HIPAA Blog

[ Wednesday, February 19, 2020 ]

 

Adding Insult to Injury: As @PogoWasRight noted over the weekend at databreaches.net, class action lawsuits have been filed against Hackensack Meridian Health due to the fact that HMH got hit by ransomware.  The hospitals had to delay and reschedule non-emergency procedures.  No emergency patients were denied care, and no inpatients were harmed by the attack.  It's not even clear if the ransomware event resulted in data exfiltration; the fact that the hospital system has not reported the incident to HHS or notified patients leads me to believe there was no exfiltration.

(Despite OCR's claim that any ransomware attack is a reportable breach, the regulations do not support that interpretation.  Unless there is "an acquisition, access, use or disclosure of protected health information in a manner not permitted" by HIPAA, there is no breach.  A third party encrypting your data isn't what you want to have happen, but data encryption is, in fact, permitted by HIPAA (in fact, it's encouraged).  So the fact of the encryption is not a breach; it's only a breach if, in addition to the encryption, there's an acquisition, access, use or disclosure that's not permitted, which basically means it has to get out.  Some current ransomware versions to take data outside the attacked system, so the hackers can also sell the data in addition to collecting the ransom for decrypting it; in those cases, the ransomware attack is a breach because it meets the definition.  Where there is no exfiltration, the incident likely doesn't.
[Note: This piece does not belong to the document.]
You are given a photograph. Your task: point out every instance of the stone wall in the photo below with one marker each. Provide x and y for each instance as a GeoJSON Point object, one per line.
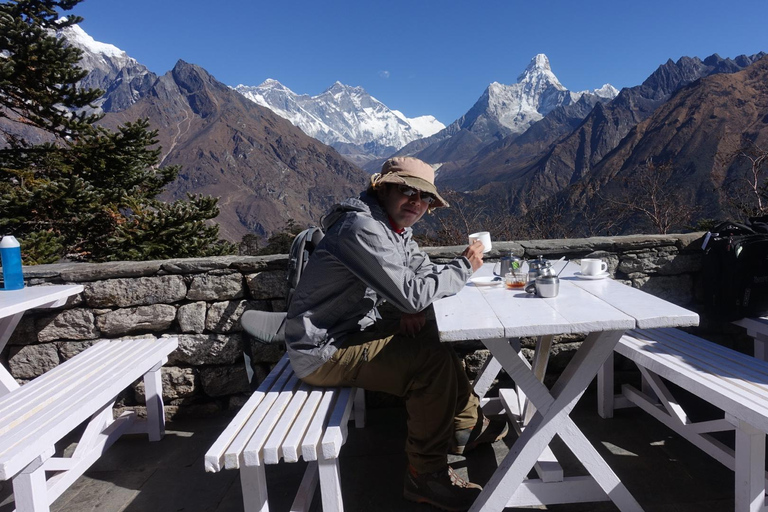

This is idiotic, and these lawyers really should be ashamed of themselves.  Third-party bad actors attacked HMH's network and caused a huge disruption.  There's no evidence at all of any fault or blame on the part of HMH; ransomware attacks are pretty common, some phishing techniques are pretty clever, and there's no such thing as perfect data security.  But more importantly, nobody was hurt.  What damages did these plaintiffs suffer?